Performance improvements for HLS

Zubin Duggal, Matthew Pickering, Adam Gundry – Friday, 01 April 2022

all build-systems ghc hls mercury performance

TL;DR: Upcoming HLS releases will be substantially faster and more responsive for large codebases using Template Haskell, thanks to work by Well-Typed on behalf of Mercury.

Haskell Language Server (HLS) is a key part of the IDE experience for Haskell. Well-Typed are actively exploring ways to maintain and improve HLS, in particular making it robust and performant on large projects.

Recently, Mercury asked us to deal with performance problems in HLS that were preventing their developers from using it effectively. In particular, for large projects using Template Haskell, HLS would take a long time to start up, and would spend far too much time recompiling after each edit to a file. This made it difficult to use interactively with such projects.

This post describes the progress we have made in improving performance in GHC and HLS for projects using Template Haskell.
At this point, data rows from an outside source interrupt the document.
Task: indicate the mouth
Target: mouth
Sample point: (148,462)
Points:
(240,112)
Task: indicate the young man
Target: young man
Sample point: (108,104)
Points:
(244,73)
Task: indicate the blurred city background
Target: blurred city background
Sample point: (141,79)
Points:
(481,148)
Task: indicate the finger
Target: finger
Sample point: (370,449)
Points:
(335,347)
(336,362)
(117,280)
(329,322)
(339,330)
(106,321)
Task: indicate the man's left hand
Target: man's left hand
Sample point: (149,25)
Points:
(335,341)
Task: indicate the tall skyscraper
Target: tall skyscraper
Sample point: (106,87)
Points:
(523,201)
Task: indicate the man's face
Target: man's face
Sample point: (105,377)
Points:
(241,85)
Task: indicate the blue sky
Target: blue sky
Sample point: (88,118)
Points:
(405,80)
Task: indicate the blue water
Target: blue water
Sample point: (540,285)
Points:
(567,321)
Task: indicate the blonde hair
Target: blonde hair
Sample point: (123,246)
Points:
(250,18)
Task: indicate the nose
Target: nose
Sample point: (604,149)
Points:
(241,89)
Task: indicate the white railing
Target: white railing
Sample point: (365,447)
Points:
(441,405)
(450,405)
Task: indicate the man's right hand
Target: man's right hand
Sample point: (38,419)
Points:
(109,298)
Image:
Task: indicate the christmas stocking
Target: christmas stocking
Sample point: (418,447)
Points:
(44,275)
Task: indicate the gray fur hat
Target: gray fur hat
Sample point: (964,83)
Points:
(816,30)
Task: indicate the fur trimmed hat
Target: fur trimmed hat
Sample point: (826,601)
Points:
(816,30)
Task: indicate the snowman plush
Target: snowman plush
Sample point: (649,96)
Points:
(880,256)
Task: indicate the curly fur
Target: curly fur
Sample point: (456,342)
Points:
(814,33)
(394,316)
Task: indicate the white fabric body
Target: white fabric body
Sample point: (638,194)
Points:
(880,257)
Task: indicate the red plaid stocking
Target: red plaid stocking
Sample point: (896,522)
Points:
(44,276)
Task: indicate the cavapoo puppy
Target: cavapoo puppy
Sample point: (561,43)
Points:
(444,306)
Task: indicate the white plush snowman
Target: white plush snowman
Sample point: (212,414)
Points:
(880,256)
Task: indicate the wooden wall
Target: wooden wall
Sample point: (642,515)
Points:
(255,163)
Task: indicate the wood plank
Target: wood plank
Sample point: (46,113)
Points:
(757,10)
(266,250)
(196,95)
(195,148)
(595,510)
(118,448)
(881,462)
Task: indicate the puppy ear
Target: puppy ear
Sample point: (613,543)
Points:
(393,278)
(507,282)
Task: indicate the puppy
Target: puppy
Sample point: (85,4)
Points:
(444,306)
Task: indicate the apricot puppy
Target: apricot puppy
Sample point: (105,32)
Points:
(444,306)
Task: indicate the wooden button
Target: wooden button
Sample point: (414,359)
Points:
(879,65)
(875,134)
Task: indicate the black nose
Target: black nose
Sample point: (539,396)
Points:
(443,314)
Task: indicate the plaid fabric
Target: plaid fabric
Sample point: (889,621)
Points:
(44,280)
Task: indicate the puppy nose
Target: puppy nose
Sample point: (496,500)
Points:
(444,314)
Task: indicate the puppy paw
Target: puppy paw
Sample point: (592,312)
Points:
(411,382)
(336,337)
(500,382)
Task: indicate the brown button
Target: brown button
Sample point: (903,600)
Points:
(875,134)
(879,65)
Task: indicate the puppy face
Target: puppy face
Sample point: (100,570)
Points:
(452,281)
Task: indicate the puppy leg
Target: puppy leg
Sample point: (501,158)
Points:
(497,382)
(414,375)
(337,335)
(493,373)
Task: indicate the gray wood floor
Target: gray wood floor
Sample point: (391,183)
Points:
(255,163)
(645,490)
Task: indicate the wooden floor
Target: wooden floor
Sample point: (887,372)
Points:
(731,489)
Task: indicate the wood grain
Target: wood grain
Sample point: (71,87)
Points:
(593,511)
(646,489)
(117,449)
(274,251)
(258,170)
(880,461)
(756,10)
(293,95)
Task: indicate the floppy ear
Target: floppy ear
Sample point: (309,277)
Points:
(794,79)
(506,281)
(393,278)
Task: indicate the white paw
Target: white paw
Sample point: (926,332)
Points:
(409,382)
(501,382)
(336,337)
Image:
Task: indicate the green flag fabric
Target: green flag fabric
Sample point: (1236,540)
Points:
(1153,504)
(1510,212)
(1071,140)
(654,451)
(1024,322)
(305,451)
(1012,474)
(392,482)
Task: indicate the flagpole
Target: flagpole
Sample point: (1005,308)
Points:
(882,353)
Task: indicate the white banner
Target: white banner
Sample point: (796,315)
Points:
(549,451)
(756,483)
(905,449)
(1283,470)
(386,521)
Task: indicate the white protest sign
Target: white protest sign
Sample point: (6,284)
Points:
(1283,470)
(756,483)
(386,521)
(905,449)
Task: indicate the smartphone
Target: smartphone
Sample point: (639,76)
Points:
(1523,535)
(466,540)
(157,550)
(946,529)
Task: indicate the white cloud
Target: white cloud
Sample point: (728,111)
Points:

The work has been primarily completed by Zubin Duggal with help from Matthew Pickering. It involves three key changes:

Speeding up recompilation by reducing how often GHC and HLS need to recompile modules after their dependencies are changed.
Reducing start-up times by serializing Core code to interface files.
Taking advantage of the serialized Core to generate bytecode only when really needed.

We will discuss each of these in turn, followed by benchmarks illustrating the impact of the changes.

Speeding up recompilation given Template Haskell

For interactive development with HLS, a project is fully checked once on startup. Subsequently, when the developer edits a file, that module and any modules that depend on it may then need to be re-checked. In the absence of Template Haskell, HLS can type-check a project and then stop without actually doing code generation, thereby avoiding lots of computation. However, when Template Haskell is used, functions used in TH splices need to be compiled to bytecode or object code in order to run the splices and continue type-checking.

GHC implements a “recompilation check” that decides whether a given module needs to be recompiled when one of its dependencies has changed. For example, if the only function that has changed is never used in the module, there is no need to recompile. This can save substantial amounts of work.

However, in GHC 9.2 and previous versions, where a module enables Template Haskell, that module will be recompiled whenever any of its dependencies are modified at all. The key requirement is that if the definition of any identifier used in a splice is modified, then we need to recompile. By eagerly recompiling if anything changes at all, GHC will always catch the case when something used in a splice is changed, but it’s not a very precise solution, and leads to many unnecessary recompiles.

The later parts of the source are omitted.